Joy is a luxury these days. Even if we’re fortunate enough to find a morsel of it, we hesitate. We may feel like it’s inappropriate or we just don’t have the energy amidst a year of shameless egregiousness. But despite our understandable trepidation, there’s always a light.
Enter Lindy West, human sunshine and conjurer of endless LOLs.
Over the years, fans and critics alike have praised the writer, comedian, and activist for her probing meditations on feminism, body positivity, abortion, and other cornerstones of our culture. From her opinion pieces in the New York Times to her smashing debut memoir, Shrill (now an eponymous show on Hulu starring Aidy Bryant) and last year’s The Witches Are Coming, West has provided a masterclass on straddling the line between celebration and critique, making us laugh all the way.

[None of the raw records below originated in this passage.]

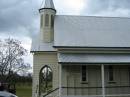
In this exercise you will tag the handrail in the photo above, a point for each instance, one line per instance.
(50, 92)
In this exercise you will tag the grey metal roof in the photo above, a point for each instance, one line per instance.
(93, 58)
(49, 4)
(91, 31)
(38, 46)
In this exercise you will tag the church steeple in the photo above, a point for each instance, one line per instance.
(48, 5)
(47, 16)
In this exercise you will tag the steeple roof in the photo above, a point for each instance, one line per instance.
(49, 4)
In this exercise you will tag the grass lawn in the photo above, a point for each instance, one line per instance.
(24, 90)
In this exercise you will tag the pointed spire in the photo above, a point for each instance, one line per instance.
(49, 4)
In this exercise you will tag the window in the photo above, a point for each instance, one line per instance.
(52, 21)
(46, 20)
(45, 79)
(41, 20)
(110, 73)
(84, 73)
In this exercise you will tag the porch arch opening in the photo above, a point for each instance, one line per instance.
(45, 79)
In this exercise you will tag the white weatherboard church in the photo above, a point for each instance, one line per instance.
(81, 56)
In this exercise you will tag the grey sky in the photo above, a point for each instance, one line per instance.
(20, 18)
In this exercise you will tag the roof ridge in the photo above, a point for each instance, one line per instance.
(93, 16)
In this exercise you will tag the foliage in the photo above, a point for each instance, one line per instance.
(11, 59)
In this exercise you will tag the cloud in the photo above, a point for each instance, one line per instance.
(19, 17)
(107, 8)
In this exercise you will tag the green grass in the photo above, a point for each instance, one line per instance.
(24, 90)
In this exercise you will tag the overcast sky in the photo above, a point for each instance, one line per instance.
(20, 18)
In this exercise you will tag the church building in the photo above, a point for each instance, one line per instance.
(81, 56)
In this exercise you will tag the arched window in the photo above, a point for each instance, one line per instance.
(46, 20)
(52, 21)
(41, 20)
(45, 79)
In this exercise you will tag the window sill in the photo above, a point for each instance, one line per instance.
(112, 82)
(84, 82)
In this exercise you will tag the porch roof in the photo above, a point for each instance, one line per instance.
(93, 58)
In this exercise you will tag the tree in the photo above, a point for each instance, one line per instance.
(11, 59)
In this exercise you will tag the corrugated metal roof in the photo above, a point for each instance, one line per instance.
(85, 31)
(93, 58)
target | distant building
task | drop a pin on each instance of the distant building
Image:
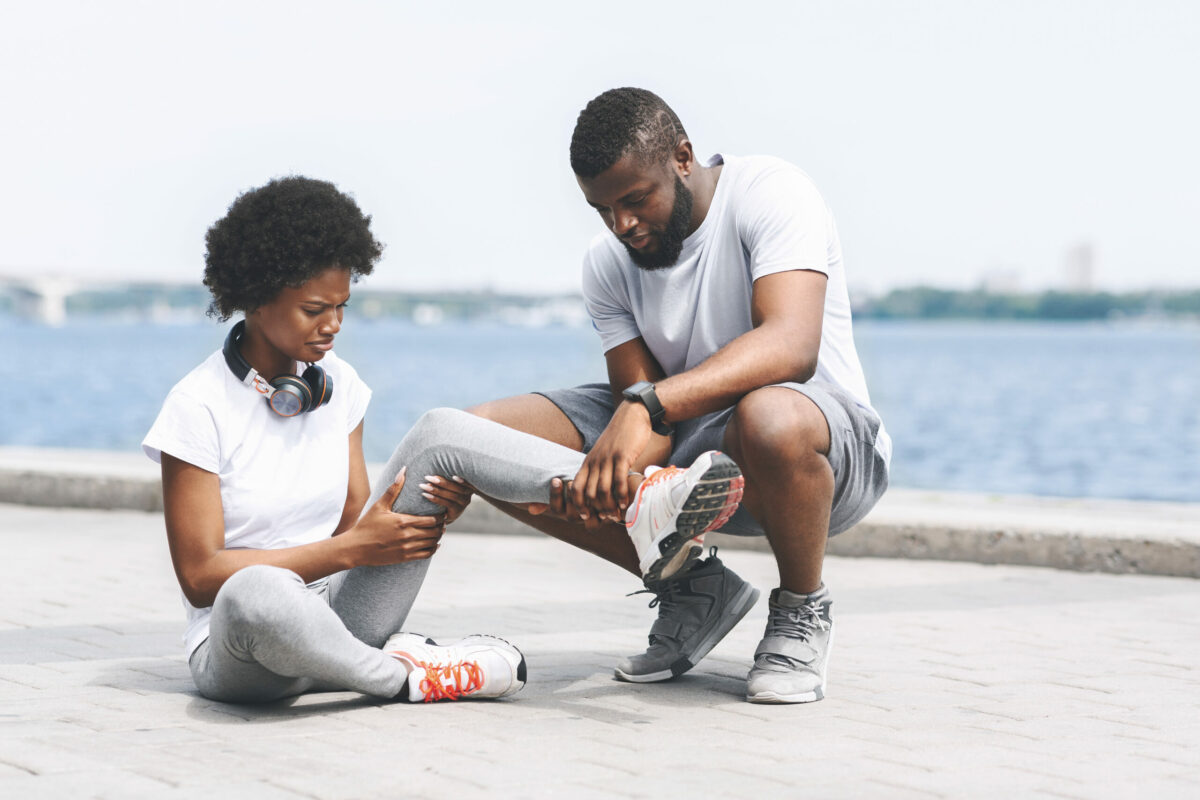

Shit, Actually: The Definitive, 100% Object Guide to Modern Cinema (Hachette Books) revisits the beloved rom-coms and cult classics from the past forty years, including The Notebook, Titanic, The Fugitive (“Objectively, there’s only one good movie, and it’s The Fugitive.), Twilight, and Love, Actually (including the notorious review of it that previously appeared on Jezebel and went viral in 2013). As West writes in the introduction, “this book is about laughing at the things we love while not letting them off the hook.”
I don’t think you should fuck with perfection, but in this case, I hope there’s a sequel.
Greg Mania In this book, you return to your film critic roots. What a gift for OG Lindy West fans! What was it like rekindling that flame?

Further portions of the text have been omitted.